When dealing with polynomials, identifying a common factor is a key step in the factoring process. A common factor is an expression that is present in multiple terms of a given polynomial. This factor can then be factored out to simplify the polynomial.
In our exercise, both terms, \(3t(10t+3)^{\frac{1}{3}}\) and \(7(10t+3)^{\frac{4}{3}}\), share the expression \((10t+3)^{\frac{1}{3}}\) as a common factor. The exponent of the common factor is critical because it's the smallest power that appears in all the terms. This helps in maintaining a common ground when factoring it out.
Once identified, this common factor aids in simplifying the expression, as it provides a means to unify the different parts of the polynomial.
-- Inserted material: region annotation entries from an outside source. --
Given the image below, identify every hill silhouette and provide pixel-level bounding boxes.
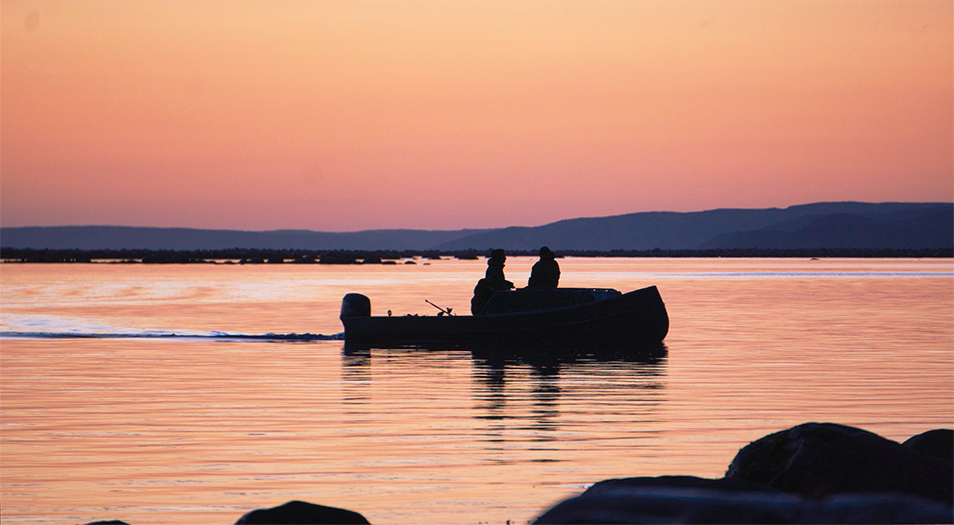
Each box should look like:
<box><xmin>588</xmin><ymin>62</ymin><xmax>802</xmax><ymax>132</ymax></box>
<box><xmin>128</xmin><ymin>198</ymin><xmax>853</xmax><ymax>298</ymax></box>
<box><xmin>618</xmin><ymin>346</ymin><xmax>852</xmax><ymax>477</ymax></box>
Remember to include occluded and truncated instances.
<box><xmin>0</xmin><ymin>202</ymin><xmax>954</xmax><ymax>251</ymax></box>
By focusing on such shared elements, one can more easily manipulate and simplify complex algebraic expressions.

Algebraic expressions are combinations of numbers, variables, and mathematical operations such as addition, subtraction, multiplication, and division. They are like sentences in the language of mathematics and are used to represent relationships and solve problems.
In this particular exercise, the algebraic expression \(3t(10t+3)^{\frac{1}{3}} + 7(10t+3)^{\frac{4}{3}}\) is composed of two terms. Each term is a product involving constants, the variable \(t\), and an expression raised to a power.
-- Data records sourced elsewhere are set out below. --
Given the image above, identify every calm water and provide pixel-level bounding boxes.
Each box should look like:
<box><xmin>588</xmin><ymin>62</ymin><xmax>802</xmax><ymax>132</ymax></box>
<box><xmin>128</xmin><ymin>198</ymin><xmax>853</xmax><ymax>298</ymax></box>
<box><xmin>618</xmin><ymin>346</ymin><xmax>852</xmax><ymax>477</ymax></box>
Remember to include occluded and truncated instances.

• The expression \(3t(10t+3)^{\frac{1}{3}}\) involves a constant (3), a variable \(t\), and \((10t+3)^{\frac{1/3}}\).
• The other term, \(7(10t+3)^{\frac{4/3}}\), consists of the constant 7 and the expression \((10t+3)\) raised to the power of \(\frac{4}{3}\).

Understanding these components is essential for recognizing patterns and performing operations such as factoring. This knowledge also establishes a foundation for more advanced concepts in algebra.

Simplifying expressions involves reducing them to their simplest form without changing their value or meaning. This process is crucial in algebra as it makes expressions easier to work with and understand.
In the exercise, after factoring out the common factor \((10t+3)^{\frac{1}{3}}\), the remaining expression inside the parentheses, \(3t + 7(10t+3)\), needs simplifying. This step involves distributing the term 7 into \(10t + 3\) to get \(70t + 21\).
Next, combine like terms—those terms that share the same variable part. Here, this means adding \(3t\) and \(70t\) together to get \(73t\). The expression inside the parentheses finally becomes \(73t + 21\).

• Simplification removes redundancies and clarifies the structure of an expression.
• It highlights important relationships or characteristics that may not be obvious initially.

This process transforms complex-looking expressions into a more manageable form that can be easily interpreted and further analyzed or resolved.